Project Aim

The aim of this project is to determine whether it is feasible to generate useful datasets from unsolicited Twitter posts regarding auditory hallucinatory experiences to support psychological investigations.

Data collection

To collect the Twitter posts about potential hallucinatory experiences we have defined search queries based on keywords from the literature and informed by researchers with experience of delivering clinical assessments.

Annotating the dataset

Collaborative annotation tool

We have designed and developed our own bespoke annotation application, that was aimed to minimise the time spent on the labelling of each example. Using this tool annotators can assign an appropriate classification category and also highlight corresponding words and phrases that would describe their decisions.

Collaborative annotation tool

Making predictions

Text classification pipeline

Our goal was to predict relatedness of posts to hallucinatory experience. In other words, we need to classify texts into two categories: “related” and “unrelated”. Regular post in Twitter usually contains a lot of noise, such as slang, acronyms and spelling mistakes. People use words that are not in the english vocabulary that make natural language processing more challenging.

Feature extraction

During this stage we try to identify semantics and meaning from the text. In subjective posts, where people describe personal opinions or feelings, it is useful to know which emotion: positive, negative or neutral was expressed, therefore we have also decided to extract the sentiment polarity. Also, in our specific case of auditory hallucinations, it would be interesting to investigate the content of hallucinations (what is exactly heard), therefore we presented an algorithm that extracts key phrase (based on the structure of the sentence).


Classification performance

We have performed 10 experiments of 10-fold cross validation and used F2-score as a performance metric.

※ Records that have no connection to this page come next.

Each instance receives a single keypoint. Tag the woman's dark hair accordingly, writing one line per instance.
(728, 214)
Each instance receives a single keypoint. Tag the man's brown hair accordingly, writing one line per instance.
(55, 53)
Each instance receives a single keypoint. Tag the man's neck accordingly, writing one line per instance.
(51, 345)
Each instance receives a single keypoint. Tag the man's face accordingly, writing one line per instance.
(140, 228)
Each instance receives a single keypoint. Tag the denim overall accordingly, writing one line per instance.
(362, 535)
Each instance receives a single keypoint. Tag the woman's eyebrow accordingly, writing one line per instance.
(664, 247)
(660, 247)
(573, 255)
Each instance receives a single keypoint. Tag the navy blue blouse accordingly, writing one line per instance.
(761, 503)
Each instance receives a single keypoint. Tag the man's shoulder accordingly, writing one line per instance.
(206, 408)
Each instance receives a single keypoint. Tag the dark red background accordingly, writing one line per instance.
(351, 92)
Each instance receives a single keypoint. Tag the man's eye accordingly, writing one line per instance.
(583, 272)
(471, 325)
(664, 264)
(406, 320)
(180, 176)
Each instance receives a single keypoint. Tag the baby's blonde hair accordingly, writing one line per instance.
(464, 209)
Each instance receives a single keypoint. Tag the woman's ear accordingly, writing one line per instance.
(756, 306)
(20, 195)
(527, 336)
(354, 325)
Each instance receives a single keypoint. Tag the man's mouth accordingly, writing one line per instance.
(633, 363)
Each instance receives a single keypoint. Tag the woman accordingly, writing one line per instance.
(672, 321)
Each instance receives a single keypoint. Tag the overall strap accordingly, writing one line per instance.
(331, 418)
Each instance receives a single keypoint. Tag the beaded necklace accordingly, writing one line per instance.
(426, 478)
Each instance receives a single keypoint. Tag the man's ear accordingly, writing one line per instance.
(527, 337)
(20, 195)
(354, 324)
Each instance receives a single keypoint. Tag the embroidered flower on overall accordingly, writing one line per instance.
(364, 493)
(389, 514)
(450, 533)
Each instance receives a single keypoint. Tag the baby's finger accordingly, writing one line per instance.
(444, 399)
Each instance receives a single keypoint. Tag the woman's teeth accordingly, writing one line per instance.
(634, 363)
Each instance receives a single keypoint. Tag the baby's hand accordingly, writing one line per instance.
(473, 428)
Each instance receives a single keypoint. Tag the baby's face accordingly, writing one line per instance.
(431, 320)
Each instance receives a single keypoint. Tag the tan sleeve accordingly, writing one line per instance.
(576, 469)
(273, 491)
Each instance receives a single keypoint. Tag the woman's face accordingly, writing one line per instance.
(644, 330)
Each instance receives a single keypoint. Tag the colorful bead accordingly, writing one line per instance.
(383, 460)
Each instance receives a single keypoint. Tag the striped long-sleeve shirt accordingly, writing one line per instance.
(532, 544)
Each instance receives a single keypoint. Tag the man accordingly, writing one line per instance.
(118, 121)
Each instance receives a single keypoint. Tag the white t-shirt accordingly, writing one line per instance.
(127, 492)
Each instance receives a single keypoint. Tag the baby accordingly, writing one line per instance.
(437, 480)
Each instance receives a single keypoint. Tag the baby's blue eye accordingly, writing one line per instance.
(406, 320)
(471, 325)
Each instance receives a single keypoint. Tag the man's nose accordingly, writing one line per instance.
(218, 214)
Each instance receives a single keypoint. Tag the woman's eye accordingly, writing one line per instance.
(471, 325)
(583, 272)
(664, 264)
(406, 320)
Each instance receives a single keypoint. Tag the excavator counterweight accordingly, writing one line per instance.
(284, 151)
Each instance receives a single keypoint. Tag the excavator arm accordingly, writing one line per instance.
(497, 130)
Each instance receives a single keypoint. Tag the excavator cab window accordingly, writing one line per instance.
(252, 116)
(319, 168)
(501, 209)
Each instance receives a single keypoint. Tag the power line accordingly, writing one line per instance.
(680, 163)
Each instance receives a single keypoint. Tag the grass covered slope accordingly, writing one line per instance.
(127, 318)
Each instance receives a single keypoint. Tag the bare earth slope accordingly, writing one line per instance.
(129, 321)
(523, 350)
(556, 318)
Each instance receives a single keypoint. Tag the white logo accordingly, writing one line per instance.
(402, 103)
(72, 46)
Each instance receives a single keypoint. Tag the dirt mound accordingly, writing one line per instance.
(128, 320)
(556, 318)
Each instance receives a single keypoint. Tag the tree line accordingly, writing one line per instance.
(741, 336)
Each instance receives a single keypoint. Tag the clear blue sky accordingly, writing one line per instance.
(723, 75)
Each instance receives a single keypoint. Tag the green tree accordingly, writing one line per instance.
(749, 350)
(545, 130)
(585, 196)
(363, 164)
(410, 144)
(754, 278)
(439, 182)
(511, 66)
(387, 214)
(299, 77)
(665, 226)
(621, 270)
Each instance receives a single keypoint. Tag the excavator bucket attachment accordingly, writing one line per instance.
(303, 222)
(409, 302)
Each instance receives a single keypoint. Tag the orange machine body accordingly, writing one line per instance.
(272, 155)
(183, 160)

The best performance (F2-score=0.831) was achieved using Naive Bayes classifier.

Data visualisation

Interactive Dashboard

To help researchers with data analysis, we have developed visualisation application to present aggregated statistics, such as part of the day distribution, sentiment polarity distribution, different types of named entities and distribution of semantic classes.

Preliminary data analysis

Sentiment analysis results

Sentiment analysis

Negative sentiments significantly associated with posts that indicated the occurrence of auditory hallucinations.

Posting time

Posts linked to auditory hallucinations had a higher proportionate distribution between the hours of 11pm and 5am.


This project was published (paper) and presented (slides) on LREC 2016 Conference as a part of Resources and Processing of Linguistic and Extra-Linguistic Data from People with Various Forms of Cognitive/Psychiatric Impairments (RaPID-2016) Workshop.